Non-equilibrium coagulation processes and subcritical percolation on evolving networks
Authors
Sayan Banerjee
Shankar Bhamidi
Remco van der Hofstad
Rounak Ray
Abstract
We investigate percolation on growing networks where the evolution of connected components resembles a non-equilibrium version of the multiplicative coalescent. The supercritical $π> π_c$ regime for a host of such models was conjectured in statistical physics, and then rigorously proven in mathematics, to exhibit behavior similar to the BKT infinite-order phase transition as $π\searrow π_c$. It has further been conjectured that the entire regime $π<π_c$ for such growing networks are ''critical'' with power-law cluster size distributions having a non-universal exponent for all values of $π\in (0, π_c)$.
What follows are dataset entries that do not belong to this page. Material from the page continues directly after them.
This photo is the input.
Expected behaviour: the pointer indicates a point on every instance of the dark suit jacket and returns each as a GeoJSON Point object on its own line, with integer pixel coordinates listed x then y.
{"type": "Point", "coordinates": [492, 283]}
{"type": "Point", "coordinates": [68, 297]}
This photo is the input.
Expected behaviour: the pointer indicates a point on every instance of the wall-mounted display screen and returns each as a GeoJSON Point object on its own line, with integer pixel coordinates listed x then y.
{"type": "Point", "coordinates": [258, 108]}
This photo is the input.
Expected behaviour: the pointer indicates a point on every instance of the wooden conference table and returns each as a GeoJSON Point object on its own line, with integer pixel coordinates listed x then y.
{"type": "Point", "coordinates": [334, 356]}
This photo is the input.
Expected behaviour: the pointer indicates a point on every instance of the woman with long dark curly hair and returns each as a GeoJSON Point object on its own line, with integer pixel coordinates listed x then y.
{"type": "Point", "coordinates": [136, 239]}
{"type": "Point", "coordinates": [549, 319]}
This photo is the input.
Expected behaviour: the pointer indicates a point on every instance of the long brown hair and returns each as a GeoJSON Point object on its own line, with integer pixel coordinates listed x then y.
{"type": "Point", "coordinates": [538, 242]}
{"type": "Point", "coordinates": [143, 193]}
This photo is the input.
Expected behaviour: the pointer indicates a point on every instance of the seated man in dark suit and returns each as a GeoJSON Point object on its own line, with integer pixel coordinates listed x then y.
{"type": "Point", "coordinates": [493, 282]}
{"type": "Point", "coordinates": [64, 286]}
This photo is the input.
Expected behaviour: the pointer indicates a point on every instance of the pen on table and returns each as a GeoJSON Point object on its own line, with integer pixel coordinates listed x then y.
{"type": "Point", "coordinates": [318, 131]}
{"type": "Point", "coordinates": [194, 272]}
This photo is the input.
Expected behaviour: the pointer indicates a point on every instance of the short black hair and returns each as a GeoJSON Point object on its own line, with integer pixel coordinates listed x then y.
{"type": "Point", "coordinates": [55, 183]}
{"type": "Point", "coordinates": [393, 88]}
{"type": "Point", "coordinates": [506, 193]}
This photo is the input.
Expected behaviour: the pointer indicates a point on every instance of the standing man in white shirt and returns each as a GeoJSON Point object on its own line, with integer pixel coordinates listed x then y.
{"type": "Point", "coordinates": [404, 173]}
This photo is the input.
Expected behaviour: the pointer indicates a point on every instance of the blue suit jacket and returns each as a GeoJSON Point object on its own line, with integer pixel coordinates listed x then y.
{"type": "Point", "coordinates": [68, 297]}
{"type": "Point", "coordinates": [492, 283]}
In this paper, we study percolation on the uniform attachment model, as a concrete template in order to develop general tools based on stochastic approximation, local convergence, branching random walks and tree-graph inequalities to prove the above conjectured phenomena. For each $π\in (0,π_c)$, we show there exists an explicit $α(π) \in (0,\tfrac{1}{2}) $ such that the maximal component size, as well as the size of the component containing any fixed vertex, all re-scaled by $n^{α(π)}$, converge almost surely to strictly positive random variables as the network size $n \to \infty$. These dynamics lead to novel phenomena, compared to classical 'static' models, including long-range dependence and fixation of the identity of the maximal component, within finite time, among a finite number of 'early' components. Moreover, in contrast with most static network models, we show that the susceptibility, that is, the expected size of the component of a uniformly chosen vertex, remains bounded as the network grows and $π$ approaches $π_c$ from below. The general tools developed in this paper will be used in follow-up work to understand percolation for general growing network evolution models.